Financial planning for Gen Zers and Millennials requires a different approach than for older generations. These young adults often balance careers and income with student debt, buying a home, marriage, building families and saving for retirement, just to mention a few financial intentions. With only so much money and so many different expenses, Gen Zers and Millennials require guidance focused on their unique needs. Getting the right advice early on can make a huge difference in financial success later down the road.

Here are some tips to help young adults successfully navigate the financial challenges they may encounter as they move through life’s transitions:

Get Clear on Your Budget

The first step is to understand your cost of living and prioritize what matters most by balancing expenses with income. Gen Zers and Millennials can start by identifying fixed monthly expenses and tracking your spending for two months to gauge average costs. Subtract these from your after-tax income to see what’s left for debt payments, saving or other goals.

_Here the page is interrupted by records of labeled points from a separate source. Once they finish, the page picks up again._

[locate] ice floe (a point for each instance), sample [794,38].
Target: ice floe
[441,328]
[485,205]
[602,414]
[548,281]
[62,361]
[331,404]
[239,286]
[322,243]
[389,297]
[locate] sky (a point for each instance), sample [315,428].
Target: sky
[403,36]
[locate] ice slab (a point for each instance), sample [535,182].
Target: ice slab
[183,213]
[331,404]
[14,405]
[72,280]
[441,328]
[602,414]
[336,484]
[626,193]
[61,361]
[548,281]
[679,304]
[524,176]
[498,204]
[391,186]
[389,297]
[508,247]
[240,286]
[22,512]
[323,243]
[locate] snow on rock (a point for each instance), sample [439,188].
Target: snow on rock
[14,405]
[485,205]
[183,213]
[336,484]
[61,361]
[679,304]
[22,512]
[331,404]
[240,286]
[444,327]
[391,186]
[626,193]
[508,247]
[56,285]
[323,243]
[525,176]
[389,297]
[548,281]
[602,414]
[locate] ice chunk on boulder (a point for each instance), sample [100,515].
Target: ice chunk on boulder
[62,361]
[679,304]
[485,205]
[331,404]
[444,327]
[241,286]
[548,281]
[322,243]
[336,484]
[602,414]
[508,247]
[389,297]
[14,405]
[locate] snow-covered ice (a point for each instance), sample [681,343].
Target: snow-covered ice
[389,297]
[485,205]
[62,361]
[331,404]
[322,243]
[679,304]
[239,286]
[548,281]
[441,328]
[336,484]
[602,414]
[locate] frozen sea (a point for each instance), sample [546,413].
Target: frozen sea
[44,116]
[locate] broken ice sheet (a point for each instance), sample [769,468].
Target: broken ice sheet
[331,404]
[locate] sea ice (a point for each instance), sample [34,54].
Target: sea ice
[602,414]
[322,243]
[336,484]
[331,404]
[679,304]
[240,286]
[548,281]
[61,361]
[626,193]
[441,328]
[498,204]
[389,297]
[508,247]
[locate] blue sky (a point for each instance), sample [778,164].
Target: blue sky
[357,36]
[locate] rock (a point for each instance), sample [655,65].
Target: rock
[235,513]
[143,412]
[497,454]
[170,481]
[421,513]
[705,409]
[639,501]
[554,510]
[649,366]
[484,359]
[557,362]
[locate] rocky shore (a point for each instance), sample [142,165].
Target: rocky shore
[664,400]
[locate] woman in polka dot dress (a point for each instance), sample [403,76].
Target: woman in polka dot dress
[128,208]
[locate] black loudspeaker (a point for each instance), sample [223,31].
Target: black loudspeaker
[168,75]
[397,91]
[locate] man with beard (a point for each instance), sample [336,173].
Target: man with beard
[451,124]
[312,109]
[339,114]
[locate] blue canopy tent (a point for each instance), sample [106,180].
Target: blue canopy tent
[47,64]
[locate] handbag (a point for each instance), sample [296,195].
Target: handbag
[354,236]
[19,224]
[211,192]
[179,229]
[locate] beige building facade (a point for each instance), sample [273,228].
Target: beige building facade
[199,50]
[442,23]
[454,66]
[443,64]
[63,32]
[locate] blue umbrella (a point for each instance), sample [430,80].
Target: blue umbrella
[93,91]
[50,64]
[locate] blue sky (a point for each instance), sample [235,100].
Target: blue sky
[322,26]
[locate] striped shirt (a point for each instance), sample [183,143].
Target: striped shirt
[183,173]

Prioritize Your Intentions

With only so much income, deciding how much to save for each of your financial intentions can be hard. Spend time prioritizing what is most important and when you’d like to achieve it. Use an online tool or a worksheet to outline goals for the next one, three and five years. Consider what progress would look like a year from now and focus your money on what’s most important now.

Automate Your Savings

Whether you’re saving for a house, car or family, automate contributions to reach your goal. If Gen Zers and Millennials can plan to pay for a big-ticket item in the next couple of years, consider a high-yield savings account. If you have a longer timeline, like five years, conservative investments could be an option. For retirement funds, invest with growth in mind. Once automated, you won’t miss the money — and you’ll soon see it grow!

Pay Yourself First

While retirement may seem distant, starting to save now will let your money grow meaningfully thanks to compound interest, where your earnings generate further gains over time. For example, investing $1,000 today and adding $100 monthly at 6% interest could grow to $8,326 in five years and $49,514 in 20 years, all from systematically saving and investing over time. One of the frequent questions we hear from Gen Zers and Millennials is how much to put in retirement accounts when there are so many other expenses to juggle. Start with what you can afford after fixed expenses, aiming to maximize your retirement contributions — especially to capture any employer match. Increase your savings as your income rises.

Have a Plan Around Your Debt

If you have student loans or credit card debt, create a plan to pay it down. Debt affects your credit score and can limit funding for intentions that are important to you. Your credit score will be key when borrowing for significant purchases like a home or car, and high balances can lead to steep monthly payments. Use an online debt paydown calculator to plan your payments and stay on track toward your other financial goals.

Navigating finances as a young adult may be challenging, but with the right strategies, Gen Zers and Millennials can lay a strong foundation for their futures. Small efforts now compound over time, bringing you closer to your long-term goals. Stay consistent and focused — each step builds a stable and prosperous financial future. It’s never too early to start on the path to reach your financial goals. A CFP® professional can equip you with the tools to start out on the right foot. Finds yours today at LetsMakeAPlan.org.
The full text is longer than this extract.